Man könnte auch Hazaribagh in Bangladesch nennen, wo Chrom aus der Ledergerbung die Umwelt vergiftet, oder die weit verbreitete Goldgewinnung mit Quecksilber, die den indonesischen Teil Borneos zu einer der verschmutztesten Gegenden der Welt gemacht hat. Für 200 Millionen Menschen in den am wenigsten entwickelten Ländern ist extreme Umweltverschmutzung die höchste Gesundheitsgefahr. Die Diagnose ist immer die gleiche: Medizin allein wird die Betroffenen nicht gesund machen.
Auch die Infektionskrankheiten der Tropen, im Prinzip der klassische Anwendungsfall für die Spendengelder der Superreichen, sind nicht allein ein medizinisches Problem. Deswegen fließen beträchtliche Mittel eben nicht nur in die Heilung von HIV, Malaria oder Schistosomiasis, sondern auch in immer neue Initiativen, die Medikamente und andere Hilfsmittel zu jenen zu bringen, die keinen Zugang zu guter Gesundheitsvorsorge haben. Nicht umsonst fasst man einige der schlimmsten Seuchen der Welt unter dem Begriff "Armutskrankheiten" zusammen.
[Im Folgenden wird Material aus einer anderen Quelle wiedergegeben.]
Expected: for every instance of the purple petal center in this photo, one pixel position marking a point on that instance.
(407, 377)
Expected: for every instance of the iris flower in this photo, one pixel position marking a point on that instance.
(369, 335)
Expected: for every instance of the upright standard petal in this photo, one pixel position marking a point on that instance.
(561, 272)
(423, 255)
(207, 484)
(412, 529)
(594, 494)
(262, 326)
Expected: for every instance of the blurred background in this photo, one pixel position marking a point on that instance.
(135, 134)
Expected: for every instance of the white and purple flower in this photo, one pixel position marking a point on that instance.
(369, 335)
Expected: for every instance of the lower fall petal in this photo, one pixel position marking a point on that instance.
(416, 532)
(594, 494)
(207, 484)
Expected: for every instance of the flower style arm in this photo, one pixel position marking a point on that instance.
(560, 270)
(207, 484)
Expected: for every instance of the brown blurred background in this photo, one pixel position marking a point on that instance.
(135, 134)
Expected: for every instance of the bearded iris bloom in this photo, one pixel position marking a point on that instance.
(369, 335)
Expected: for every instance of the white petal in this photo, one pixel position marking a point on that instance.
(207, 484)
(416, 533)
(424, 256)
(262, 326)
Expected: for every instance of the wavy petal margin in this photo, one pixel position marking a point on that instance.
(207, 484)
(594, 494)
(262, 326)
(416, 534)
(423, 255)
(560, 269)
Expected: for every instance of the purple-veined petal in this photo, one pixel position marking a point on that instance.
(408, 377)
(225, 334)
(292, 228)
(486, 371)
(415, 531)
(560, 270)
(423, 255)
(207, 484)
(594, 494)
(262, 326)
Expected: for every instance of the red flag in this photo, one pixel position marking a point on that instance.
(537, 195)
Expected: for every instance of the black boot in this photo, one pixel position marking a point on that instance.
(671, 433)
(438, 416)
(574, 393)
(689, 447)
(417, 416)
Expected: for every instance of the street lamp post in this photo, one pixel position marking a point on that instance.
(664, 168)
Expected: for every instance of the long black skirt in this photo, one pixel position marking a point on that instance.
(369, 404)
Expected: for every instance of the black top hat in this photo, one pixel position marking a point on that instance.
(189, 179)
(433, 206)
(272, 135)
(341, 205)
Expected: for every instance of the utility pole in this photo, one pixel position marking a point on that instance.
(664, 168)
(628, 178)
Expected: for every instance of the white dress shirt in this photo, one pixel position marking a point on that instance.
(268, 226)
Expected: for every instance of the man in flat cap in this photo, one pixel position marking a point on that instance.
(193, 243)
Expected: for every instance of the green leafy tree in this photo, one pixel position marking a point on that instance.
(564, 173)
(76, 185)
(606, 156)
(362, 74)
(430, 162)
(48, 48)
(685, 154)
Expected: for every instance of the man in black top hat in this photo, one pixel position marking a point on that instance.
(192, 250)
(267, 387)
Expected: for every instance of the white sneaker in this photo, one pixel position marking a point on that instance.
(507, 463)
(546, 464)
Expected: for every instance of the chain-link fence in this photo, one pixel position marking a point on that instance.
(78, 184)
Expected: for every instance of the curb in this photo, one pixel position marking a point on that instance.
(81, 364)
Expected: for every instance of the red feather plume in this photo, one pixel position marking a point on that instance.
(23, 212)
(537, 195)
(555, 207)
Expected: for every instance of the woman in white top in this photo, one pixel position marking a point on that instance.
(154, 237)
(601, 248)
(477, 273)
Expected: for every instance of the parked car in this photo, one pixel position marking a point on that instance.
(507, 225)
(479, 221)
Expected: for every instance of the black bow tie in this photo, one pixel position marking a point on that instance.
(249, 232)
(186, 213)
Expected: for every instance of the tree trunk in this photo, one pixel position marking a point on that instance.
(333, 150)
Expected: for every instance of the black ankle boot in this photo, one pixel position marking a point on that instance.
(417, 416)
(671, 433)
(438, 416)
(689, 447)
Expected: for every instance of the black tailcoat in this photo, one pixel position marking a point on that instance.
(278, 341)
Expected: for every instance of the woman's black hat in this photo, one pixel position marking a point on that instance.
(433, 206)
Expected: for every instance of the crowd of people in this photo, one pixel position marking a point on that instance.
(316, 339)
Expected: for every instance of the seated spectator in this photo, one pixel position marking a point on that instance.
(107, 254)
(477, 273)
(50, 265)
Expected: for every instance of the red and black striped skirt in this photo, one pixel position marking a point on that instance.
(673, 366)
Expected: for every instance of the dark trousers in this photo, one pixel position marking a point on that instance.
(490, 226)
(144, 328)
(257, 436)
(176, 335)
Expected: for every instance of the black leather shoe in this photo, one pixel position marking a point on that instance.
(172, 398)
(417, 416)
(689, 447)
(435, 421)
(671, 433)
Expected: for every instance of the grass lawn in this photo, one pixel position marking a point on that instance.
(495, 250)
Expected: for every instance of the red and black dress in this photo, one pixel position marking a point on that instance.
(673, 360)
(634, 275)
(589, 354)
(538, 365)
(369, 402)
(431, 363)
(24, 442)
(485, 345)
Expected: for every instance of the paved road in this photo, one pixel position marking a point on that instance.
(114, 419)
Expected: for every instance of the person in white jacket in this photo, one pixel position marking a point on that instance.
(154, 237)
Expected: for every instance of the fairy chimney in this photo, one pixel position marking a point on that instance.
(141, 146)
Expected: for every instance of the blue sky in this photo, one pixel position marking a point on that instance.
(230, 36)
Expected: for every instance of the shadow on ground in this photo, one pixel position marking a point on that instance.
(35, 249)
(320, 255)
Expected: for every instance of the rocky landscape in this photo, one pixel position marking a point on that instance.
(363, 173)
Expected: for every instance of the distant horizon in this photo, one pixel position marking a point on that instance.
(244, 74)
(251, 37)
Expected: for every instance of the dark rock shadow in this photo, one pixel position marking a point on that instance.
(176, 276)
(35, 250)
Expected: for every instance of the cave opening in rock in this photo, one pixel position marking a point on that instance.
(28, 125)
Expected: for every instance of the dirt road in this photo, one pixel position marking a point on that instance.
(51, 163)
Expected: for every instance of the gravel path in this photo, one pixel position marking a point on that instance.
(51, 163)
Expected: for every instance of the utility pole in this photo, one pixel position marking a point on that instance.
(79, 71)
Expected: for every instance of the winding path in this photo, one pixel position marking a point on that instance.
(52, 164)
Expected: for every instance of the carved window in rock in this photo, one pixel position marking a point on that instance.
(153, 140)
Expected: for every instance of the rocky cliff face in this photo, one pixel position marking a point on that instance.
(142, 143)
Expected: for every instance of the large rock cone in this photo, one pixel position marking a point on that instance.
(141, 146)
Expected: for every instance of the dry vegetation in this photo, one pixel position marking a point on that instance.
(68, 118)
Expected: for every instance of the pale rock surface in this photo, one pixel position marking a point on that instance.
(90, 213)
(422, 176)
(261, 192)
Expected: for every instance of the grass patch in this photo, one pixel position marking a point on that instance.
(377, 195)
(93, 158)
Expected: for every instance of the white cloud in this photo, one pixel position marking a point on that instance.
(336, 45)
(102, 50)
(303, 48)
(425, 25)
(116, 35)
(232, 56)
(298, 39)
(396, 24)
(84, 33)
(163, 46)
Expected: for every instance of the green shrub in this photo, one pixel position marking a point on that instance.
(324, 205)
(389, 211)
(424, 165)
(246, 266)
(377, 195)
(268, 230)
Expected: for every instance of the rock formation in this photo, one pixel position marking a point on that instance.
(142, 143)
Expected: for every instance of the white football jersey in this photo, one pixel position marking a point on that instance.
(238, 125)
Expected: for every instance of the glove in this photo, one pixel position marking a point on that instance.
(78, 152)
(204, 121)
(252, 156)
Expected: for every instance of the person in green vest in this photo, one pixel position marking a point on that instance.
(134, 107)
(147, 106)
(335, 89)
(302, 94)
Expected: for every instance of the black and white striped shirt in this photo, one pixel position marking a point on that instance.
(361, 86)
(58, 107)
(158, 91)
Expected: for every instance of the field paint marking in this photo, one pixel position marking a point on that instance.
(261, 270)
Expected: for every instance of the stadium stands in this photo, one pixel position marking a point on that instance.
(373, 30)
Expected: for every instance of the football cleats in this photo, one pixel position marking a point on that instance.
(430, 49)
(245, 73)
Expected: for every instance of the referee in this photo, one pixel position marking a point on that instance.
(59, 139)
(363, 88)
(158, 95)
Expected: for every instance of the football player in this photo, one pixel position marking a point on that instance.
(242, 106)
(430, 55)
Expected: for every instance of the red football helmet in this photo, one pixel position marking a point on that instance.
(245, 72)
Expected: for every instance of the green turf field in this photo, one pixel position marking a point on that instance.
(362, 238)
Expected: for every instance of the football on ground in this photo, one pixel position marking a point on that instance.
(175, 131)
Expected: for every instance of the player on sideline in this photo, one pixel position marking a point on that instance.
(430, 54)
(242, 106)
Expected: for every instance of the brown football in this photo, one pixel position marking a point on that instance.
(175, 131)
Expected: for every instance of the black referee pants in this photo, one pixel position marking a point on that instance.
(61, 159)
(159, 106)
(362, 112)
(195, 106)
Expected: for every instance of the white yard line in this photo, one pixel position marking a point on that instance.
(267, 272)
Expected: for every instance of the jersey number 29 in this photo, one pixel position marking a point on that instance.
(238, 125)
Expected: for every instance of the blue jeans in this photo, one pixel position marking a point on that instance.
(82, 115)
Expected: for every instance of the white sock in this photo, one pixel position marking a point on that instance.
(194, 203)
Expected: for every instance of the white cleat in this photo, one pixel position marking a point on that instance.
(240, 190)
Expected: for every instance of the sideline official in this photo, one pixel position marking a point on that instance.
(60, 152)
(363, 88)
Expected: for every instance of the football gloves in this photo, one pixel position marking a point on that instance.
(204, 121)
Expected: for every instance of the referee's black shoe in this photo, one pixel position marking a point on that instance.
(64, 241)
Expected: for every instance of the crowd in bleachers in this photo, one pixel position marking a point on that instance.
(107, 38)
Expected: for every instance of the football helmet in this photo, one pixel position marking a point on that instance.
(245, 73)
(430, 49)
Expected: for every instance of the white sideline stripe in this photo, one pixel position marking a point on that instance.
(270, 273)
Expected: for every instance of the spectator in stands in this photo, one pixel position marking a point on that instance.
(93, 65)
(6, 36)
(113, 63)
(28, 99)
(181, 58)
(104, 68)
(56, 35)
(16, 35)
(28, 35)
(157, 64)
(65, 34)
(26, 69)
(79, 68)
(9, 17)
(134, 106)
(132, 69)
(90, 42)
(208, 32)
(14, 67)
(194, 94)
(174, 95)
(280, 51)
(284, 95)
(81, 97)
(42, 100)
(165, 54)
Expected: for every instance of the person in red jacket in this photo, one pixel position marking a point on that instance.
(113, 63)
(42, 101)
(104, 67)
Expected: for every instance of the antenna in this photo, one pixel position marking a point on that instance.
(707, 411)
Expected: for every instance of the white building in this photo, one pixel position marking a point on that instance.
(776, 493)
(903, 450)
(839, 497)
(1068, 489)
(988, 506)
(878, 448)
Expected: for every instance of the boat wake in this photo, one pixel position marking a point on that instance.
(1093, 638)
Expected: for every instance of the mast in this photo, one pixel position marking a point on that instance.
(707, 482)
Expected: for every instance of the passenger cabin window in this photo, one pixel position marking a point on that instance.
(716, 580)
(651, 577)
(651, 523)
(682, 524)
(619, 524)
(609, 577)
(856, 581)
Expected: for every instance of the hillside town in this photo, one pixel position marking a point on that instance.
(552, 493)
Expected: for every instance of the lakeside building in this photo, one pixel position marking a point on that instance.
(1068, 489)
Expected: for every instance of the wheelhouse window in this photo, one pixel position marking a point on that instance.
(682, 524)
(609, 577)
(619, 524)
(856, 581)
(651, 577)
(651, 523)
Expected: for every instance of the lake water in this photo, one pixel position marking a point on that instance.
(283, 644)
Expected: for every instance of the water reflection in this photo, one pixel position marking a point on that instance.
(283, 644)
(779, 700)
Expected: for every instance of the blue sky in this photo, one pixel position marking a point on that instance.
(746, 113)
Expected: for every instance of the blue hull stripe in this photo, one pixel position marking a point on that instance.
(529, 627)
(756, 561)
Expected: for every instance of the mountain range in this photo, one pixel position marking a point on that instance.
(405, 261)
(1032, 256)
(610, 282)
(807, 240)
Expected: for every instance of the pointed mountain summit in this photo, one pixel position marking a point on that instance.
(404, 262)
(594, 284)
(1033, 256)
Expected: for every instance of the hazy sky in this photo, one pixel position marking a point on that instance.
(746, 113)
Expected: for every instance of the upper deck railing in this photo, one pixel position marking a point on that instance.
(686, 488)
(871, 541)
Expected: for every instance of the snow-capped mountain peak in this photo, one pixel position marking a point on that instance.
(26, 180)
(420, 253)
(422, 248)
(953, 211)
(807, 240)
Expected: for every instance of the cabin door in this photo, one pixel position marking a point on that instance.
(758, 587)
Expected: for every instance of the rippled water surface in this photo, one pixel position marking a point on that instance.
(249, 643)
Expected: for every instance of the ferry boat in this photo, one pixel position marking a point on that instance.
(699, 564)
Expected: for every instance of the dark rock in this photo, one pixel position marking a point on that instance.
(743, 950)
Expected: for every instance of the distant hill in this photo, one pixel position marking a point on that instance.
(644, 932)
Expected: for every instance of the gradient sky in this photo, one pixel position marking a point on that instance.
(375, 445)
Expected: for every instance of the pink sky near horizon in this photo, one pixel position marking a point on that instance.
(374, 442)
Teil der Lösung – Teil des Problems?
Menschen wie Zuckerberg, Chan und Gates wissen das natürlich – ihre milliardenschweren Stiftungen finanzieren nicht nur Forschung. Zu ihren Zielen gehören auch Bildung, Entwicklung, Gleichheit und Gerechtigkeit. All diese Dinge, die Menschen jenseits von medizinischen Interventionen auf breiter Front gesünder machen.
Doch dieser Teilaspekt ist auch der Grund, weshalb Chan und Zuckerberg ihr ambitioniertes Ziel nicht erreichen werden. Diese Form der globalen Philanthropie, so viel Positives sie auch in einzelnen Bereichen bewirken mag, wird Krankheit und Leid nicht besiegen – denn sie selbst geht aus jener extremen Ungleichheit hervor, die Menschen weltweit krank macht. Man kann, um es auf den Punkt zu bringen, die tödliche Wirkung millionenfacher Armut nicht dadurch bekämpfen, dass einzelne Menschen unfassbar reich werden.
Kein Forschungszentrum der Welt wird Krebs besiegen, solange Menschen Dioxine aus brennendem Elektroschrott einatmen oder Chromat im Trinkwasser haben. Vor diesem Hintergrund ist das erklärte Ziel von Chans und Zuckerbergs Initiative, bis zum Jahr 2100 alle Krankheiten unter Kontrolle zu bringen, mit den gewählten Mitteln gar nicht erreichbar: Wie krank oder gesund die Menschheit am Ende des Jahrhunderts sein wird, entscheidet sich letztendlich nicht in biomedizinischen Labors.